Jun 19, 2008 21:45
So last week I was told I should get a boyfriend. And this suggestion threw me off quite a bit. Why should I get a boyfriend? Who the fuck are you to tell me I should get a boyfriend? We had a long chat and he told me he said that because he thinks I should be happy, and that I'm wonderful and amazing and I should have whatever I want.
Well the person who suggested this is someone I used to date who dumped me to get back with his ex girlfriend
I think he was only suggesting I get a boyfriend so that once I have one he will be free of the guilt for totally fucking me over a year ago.
But anyways this got me thinking a lot about relationships. I don't think about relationships that much. Especially during the school. It hasn't been something I've wanted. I'd much rather just fuck around ( figuratively sometimes literally speaking) But now that its summer ive had time to think about this whole relationship thing. I mean I want to have kids one day and I don't want to have them alone. So I guess at one point or several points I'm going to have to enter a relationship.
So in the last week I've read three different books about relationships. These books are all directed at women in their late thirties who are desperate for a wedding. I am not one of these women, but I don't want to end up like them.
From all of these books I basically gathered the same mantra. 'No matter how afraid you are of your eggs drying up, don't settle"
And thats pretty much what I've known all along.

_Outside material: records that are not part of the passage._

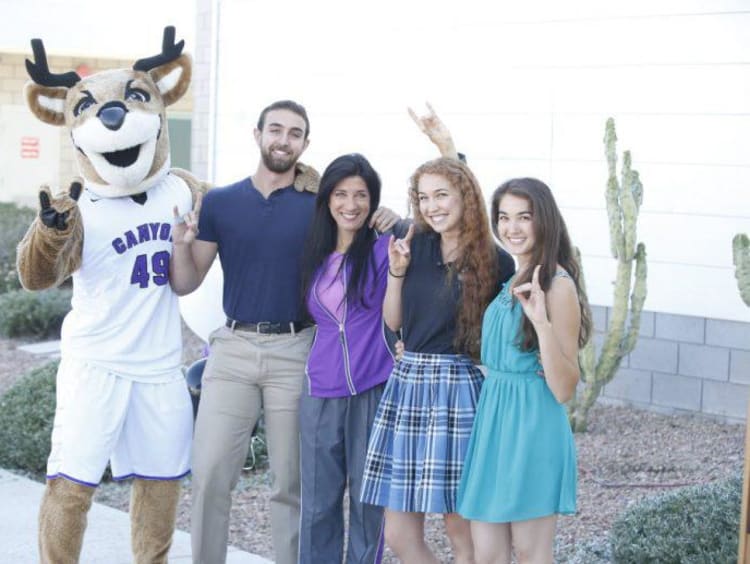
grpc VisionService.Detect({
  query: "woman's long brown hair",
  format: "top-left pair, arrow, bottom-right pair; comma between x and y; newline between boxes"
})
491,177 -> 592,351
409,158 -> 498,359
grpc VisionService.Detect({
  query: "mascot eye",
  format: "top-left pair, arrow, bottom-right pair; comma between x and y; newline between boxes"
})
73,96 -> 95,117
125,88 -> 150,103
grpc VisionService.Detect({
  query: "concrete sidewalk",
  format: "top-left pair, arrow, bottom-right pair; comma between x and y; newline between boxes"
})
0,469 -> 271,563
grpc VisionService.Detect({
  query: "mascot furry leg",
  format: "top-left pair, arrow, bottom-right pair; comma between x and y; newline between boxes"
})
38,478 -> 179,564
130,479 -> 181,563
38,478 -> 94,563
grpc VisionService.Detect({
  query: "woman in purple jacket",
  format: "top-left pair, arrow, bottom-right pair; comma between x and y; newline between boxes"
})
298,153 -> 395,564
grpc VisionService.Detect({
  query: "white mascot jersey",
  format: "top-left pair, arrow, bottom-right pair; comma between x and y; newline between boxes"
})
61,172 -> 192,381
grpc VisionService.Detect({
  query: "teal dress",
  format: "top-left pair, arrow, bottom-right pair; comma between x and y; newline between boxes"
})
457,276 -> 576,522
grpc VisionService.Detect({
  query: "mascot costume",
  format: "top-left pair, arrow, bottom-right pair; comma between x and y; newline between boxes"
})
17,26 -> 320,563
18,27 -> 204,563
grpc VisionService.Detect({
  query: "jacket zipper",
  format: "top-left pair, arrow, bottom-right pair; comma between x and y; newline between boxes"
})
312,260 -> 357,395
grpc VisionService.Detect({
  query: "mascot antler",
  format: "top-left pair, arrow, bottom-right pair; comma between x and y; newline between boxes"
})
25,39 -> 81,87
133,26 -> 185,71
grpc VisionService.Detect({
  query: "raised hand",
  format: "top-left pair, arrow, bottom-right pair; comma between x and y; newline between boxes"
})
39,179 -> 82,231
173,192 -> 202,245
512,265 -> 550,328
370,206 -> 400,232
388,223 -> 415,277
407,102 -> 458,159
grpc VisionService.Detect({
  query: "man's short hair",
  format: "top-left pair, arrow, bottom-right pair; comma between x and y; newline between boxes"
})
257,100 -> 310,139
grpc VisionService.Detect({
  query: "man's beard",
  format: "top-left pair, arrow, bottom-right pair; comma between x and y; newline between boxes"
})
261,146 -> 297,173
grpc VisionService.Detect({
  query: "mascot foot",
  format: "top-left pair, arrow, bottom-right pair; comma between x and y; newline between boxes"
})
130,478 -> 180,564
38,477 -> 95,564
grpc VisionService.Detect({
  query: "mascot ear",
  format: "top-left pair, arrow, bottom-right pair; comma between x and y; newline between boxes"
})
150,53 -> 192,107
24,83 -> 66,126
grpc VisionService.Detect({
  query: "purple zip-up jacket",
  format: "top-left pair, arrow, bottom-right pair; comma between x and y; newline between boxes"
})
305,236 -> 394,398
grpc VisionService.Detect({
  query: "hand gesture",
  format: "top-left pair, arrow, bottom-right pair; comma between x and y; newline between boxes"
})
293,162 -> 319,192
512,265 -> 550,328
39,179 -> 82,231
394,339 -> 405,361
408,102 -> 458,159
388,224 -> 414,277
173,192 -> 202,246
370,206 -> 400,233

The reason I don't have a boyfriend is because I haven't found the person who will make want to be in a relationship. I've always known that its better to be single than to be in a relationship with someone you know isn't right for you.
So back to my original point. Fuck you, guy who said I should get a BF. I'll get one when I'm good and ready and I meet the person who I want to my boyfriend. And who the fuck are you to tell me I deserve to be happy. All you've ever done since I've met you is made me life a living hell. Get the fuck out of my face. Die.
Ok maybe I'm being a little melodramatic, but you get the point.